Frankly, we're just waiting for the other shoe to drop. But this is pretty bad all by itself. It's worth considering whether there is already enough evidence to prosecute any top Bush Administration officials for war crimes, that is, if we had happened to be on the losing side of a conflict.

I'm also sure the Administration is breathing a sigh of relief that it repudiated the country's signature on the International Criminal Court on May 6, 2002. Hmmm, wasn't that just as the invasion was being planned?



Friday, June 18, 2004

Lie Big or Go Home

JB

The New York Times reports that President Bush, a day after reiterating his apparently baseless assertions of a working relationship between Iraq and Al Qaeda, argued that 9/11 attacks justified the Iraq war:

Today, as he stood before a sea of uniformed soldiers, Mr.
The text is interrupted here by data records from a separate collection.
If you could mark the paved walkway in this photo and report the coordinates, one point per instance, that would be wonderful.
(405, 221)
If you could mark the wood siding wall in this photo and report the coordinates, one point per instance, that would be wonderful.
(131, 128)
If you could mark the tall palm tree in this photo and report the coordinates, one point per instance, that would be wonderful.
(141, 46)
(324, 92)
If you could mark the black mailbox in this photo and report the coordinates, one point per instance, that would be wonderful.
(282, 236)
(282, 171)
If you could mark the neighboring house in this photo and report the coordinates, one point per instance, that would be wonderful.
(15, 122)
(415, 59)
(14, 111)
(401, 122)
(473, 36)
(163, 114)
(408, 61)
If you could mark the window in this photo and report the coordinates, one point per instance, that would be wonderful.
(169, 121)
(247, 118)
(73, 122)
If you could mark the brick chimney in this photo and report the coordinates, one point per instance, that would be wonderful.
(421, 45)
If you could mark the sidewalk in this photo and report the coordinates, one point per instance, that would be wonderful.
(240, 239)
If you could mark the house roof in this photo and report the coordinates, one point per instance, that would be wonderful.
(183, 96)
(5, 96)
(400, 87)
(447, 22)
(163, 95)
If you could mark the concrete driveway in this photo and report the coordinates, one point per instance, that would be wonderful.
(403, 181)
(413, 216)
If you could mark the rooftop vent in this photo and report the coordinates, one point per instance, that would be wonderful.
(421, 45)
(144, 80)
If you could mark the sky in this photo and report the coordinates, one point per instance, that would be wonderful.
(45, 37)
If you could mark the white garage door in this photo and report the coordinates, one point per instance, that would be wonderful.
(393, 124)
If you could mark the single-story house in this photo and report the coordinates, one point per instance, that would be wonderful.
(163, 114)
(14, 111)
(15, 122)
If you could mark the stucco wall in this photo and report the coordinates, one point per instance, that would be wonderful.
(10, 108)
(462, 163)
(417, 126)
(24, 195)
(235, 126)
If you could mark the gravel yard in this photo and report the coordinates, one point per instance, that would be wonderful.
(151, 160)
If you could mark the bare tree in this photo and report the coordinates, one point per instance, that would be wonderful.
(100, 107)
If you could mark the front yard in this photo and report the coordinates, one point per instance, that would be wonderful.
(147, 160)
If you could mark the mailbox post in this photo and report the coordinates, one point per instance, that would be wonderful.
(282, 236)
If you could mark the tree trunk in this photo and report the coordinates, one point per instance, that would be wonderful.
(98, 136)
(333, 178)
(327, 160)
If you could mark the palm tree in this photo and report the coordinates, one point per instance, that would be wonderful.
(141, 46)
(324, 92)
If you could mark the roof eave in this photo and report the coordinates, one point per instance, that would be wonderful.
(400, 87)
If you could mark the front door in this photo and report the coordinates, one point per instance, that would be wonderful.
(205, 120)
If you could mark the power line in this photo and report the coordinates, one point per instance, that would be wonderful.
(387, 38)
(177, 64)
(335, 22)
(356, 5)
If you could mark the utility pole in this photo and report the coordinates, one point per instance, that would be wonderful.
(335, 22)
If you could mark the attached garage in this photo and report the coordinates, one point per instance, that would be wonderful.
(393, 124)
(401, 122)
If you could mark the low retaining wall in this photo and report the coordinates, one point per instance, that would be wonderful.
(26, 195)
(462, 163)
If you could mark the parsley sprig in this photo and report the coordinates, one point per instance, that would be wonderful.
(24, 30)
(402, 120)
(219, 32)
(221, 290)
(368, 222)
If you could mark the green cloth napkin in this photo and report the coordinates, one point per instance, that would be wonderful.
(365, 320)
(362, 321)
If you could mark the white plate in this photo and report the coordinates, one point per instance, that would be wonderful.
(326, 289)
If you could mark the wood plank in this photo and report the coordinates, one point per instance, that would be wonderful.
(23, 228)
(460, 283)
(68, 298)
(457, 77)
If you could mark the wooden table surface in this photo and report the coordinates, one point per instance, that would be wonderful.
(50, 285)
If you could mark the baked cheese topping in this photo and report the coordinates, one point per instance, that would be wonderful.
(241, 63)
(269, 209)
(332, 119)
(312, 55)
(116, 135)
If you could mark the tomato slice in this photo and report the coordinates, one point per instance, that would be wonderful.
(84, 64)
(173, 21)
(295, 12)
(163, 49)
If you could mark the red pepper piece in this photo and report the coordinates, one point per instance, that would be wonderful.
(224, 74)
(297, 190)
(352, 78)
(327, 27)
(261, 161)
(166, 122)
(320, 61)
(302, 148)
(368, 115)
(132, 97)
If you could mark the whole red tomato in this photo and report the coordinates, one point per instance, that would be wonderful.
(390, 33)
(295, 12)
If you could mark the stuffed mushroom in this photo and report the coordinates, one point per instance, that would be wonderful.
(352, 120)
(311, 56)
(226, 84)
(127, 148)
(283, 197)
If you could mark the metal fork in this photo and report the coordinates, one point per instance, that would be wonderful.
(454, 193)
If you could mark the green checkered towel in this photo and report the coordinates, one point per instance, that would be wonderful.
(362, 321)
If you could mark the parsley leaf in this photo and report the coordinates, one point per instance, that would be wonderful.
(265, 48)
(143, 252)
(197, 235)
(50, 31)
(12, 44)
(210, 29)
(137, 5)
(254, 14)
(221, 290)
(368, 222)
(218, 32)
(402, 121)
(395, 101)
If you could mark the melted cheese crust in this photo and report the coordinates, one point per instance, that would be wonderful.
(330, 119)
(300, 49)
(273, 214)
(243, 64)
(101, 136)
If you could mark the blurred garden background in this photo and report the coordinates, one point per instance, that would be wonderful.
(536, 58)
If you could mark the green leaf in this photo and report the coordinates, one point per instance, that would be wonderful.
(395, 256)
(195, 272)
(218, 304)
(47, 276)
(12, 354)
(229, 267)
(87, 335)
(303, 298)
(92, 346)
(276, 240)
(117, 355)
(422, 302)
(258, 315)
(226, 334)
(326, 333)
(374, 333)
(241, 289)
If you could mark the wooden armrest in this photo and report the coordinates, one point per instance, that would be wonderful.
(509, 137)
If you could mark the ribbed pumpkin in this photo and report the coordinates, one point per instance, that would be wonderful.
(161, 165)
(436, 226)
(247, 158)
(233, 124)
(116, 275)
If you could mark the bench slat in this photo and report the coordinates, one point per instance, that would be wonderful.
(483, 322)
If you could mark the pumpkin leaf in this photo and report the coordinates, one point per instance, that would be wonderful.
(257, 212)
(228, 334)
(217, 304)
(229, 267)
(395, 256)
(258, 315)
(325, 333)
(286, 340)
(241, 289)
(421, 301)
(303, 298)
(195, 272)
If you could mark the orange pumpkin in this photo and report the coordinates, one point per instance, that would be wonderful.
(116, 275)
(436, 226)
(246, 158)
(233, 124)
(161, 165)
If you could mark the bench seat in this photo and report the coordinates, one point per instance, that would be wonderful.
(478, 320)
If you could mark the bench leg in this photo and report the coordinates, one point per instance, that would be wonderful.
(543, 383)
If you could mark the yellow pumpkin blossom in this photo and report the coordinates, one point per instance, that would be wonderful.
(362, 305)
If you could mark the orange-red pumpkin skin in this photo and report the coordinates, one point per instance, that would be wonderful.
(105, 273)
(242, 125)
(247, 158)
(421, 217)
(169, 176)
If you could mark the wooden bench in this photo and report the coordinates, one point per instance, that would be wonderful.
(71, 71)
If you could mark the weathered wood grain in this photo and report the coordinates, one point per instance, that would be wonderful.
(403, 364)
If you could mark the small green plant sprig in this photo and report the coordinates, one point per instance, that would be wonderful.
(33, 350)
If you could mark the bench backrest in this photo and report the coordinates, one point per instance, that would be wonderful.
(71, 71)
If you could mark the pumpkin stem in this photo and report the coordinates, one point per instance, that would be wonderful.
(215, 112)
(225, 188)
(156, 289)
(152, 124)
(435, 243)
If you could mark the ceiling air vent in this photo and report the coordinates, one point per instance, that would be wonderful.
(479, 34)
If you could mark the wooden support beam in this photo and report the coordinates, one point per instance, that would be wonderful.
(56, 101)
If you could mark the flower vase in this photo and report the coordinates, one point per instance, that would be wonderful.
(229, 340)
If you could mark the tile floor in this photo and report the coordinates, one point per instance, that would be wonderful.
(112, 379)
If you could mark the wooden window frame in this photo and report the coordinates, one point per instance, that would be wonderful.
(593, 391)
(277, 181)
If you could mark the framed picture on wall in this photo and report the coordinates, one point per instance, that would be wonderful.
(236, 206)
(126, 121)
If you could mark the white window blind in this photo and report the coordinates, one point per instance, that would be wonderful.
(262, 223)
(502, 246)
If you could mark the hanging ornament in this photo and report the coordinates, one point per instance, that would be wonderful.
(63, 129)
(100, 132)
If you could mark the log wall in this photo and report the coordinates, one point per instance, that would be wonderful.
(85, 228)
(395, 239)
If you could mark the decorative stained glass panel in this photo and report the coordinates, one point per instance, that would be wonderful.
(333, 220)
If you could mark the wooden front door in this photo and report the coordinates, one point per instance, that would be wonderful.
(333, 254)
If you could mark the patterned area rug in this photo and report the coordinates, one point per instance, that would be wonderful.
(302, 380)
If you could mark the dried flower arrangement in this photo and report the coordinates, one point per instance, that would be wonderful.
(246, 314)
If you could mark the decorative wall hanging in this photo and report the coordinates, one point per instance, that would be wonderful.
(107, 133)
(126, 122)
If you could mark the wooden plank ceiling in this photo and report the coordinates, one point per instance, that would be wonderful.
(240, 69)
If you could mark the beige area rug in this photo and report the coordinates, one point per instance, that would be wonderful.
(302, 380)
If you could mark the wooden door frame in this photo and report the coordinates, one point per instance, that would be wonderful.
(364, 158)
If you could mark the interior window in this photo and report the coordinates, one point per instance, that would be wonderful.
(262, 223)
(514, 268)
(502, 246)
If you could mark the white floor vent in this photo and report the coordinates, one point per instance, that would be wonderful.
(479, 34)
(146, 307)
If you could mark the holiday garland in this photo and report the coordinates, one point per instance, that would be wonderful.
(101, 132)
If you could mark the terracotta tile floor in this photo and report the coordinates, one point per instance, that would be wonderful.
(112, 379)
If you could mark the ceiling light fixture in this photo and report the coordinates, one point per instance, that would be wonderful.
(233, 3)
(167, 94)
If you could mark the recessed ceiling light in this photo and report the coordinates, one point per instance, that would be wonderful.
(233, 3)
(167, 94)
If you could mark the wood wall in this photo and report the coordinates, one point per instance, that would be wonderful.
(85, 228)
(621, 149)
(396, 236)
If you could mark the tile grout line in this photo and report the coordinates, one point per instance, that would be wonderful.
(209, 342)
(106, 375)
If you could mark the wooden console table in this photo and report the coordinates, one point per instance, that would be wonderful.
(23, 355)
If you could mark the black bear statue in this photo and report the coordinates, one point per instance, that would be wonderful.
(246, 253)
Bush said over and over again that 9/11 was the reason the United States had to go to war in Iraq more than a year ago.

Why does the President keep doing this? Because he's got nothing left.

I realize that many people are outraged at the baldfaced nature of the President's and Vice President's increasingly blatant prevarications. But in the coming months no one should expect that the President will back away from his insinuations about Saddam/Al-Qaeda connections. Indeed, he will keep trying to connect the Iraq war to the 9/11 attacks in every way possible. He will simply continually redefine his terms to reach his desired conclusion. If the 9/11 Commission says there was no collaboration between Iraq and Al Qaeda, he will say that the Commission agreed that there were "contacts," even if those contacts occurred years ago and didn't lead to anything.

Of course, on this theory of "contacts," John Kerry would be in cahoots with George W. Bush, since they've had numerous contacts over the years. Indeed, we probably have greater reason to declare war on members of the Reagan Administration, who had numerous contacts with Saddam, some of which led to actual cooperation.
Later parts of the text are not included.